Terms of Use. Customer shall use Product only for its internal research purposes. Product must not be used for diagnostic, prophylactic or therapeutic purposes, and must not be used on animals or humans for clinical diagnostic or drug purposes. CST provides no rights to use Product in commercial applications of any kind, including but not limited to, manufacturing, quality control, for resale, or commercial services such as reporting the results of customer activities for a fee or other form of consideration. Product shall not be transferred to or used by or for any third party. Customer shall not perform or assist others to (a) perform compositional, structural, functional or other analysis of CST Antibody included in Product, (b) improve, derivatize, or make variants of CST Antibody included in Product, or (c) undertake deconvolution, design around, or reverse engineering with respect to CST Antibody included in Product.
Intellectual Property; Indemnification. CST synthesizes custom bioconjugate Product at the request of customer. CST is not responsible for intellectual property clearance of the requested Services, Product, or components thereof. Customer is solely responsible for obtaining any additional or third party intellectual property rights. Customer shall indemnify and defend CST from and against any and all expenses (including reasonable attorney’s fees) and losses incurred by CST in connection with (i) any claim brought by a third party associated with the Product, including but not limited to, actual or alleged infringement of third party intellectual property rights; and/or (ii) customer’s breach of the Terms of Use.

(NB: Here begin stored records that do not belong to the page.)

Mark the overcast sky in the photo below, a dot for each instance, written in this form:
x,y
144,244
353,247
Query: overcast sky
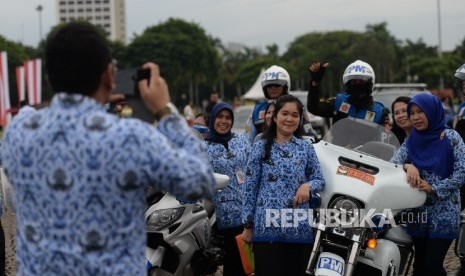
x,y
257,23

Limitation On Liability. CST IS NOT LIABLE UNDER ANY LEGAL THEORY OR CIRCUMSTANCE, FOR ANY INDIRECT, SPECIAL, OR CONSEQUENTIAL DAMAGES OR FOR LOSS OF PROFITS OR LOSS OF BUSINESS, EVEN IF CST HAD NOTICE OF THE POSSIBILITY THEREOF. CST LIABILITY TO CUSTOMER UNDER THIS AGREEMENT (OTHER THAN BREACH OF THE WARRANTY FOR WHICH LIABILITY IS LIMITED TO RE-PERFORMANCE OR REFUND AS SPECIFIED ABOVE) SHALL BE LIMITED TO DAMAGES IN AN AMOUNT NOT TO EXCEED THE FEE PAID FOR SERVICES GIVING RISE TO THE CLAIM.
Miscellaneous. Any dispute regarding a Quotation or these Terms and Conditions is governed by the laws of the commonwealth of Massachusetts, USA, excluding the United Nations Convention on Contracts for the International Sale of Goods. If any part of these Terms are found to be legally unenforceable, the remaining clauses of these Terms will be unimpaired, and the parties shall in good faith negotiate an enforceable provision that most closely achieves the objectives of the unenforceable provision. Except for payment obligations, neither party shall be responsible for failure to perform or delay in performance of its obligations due to natural disasters, infectious disease, war, national emergencies, governmental acts or regulations, and other acts or circumstances beyond its reasonable control. Neither party shall use the name, mark or logo of other party or employees or of its products or services in any promotion or publication without prior written consent of such other party. No waiver by either party of any breach hereof shall constitute a waiver of any other breach thereof.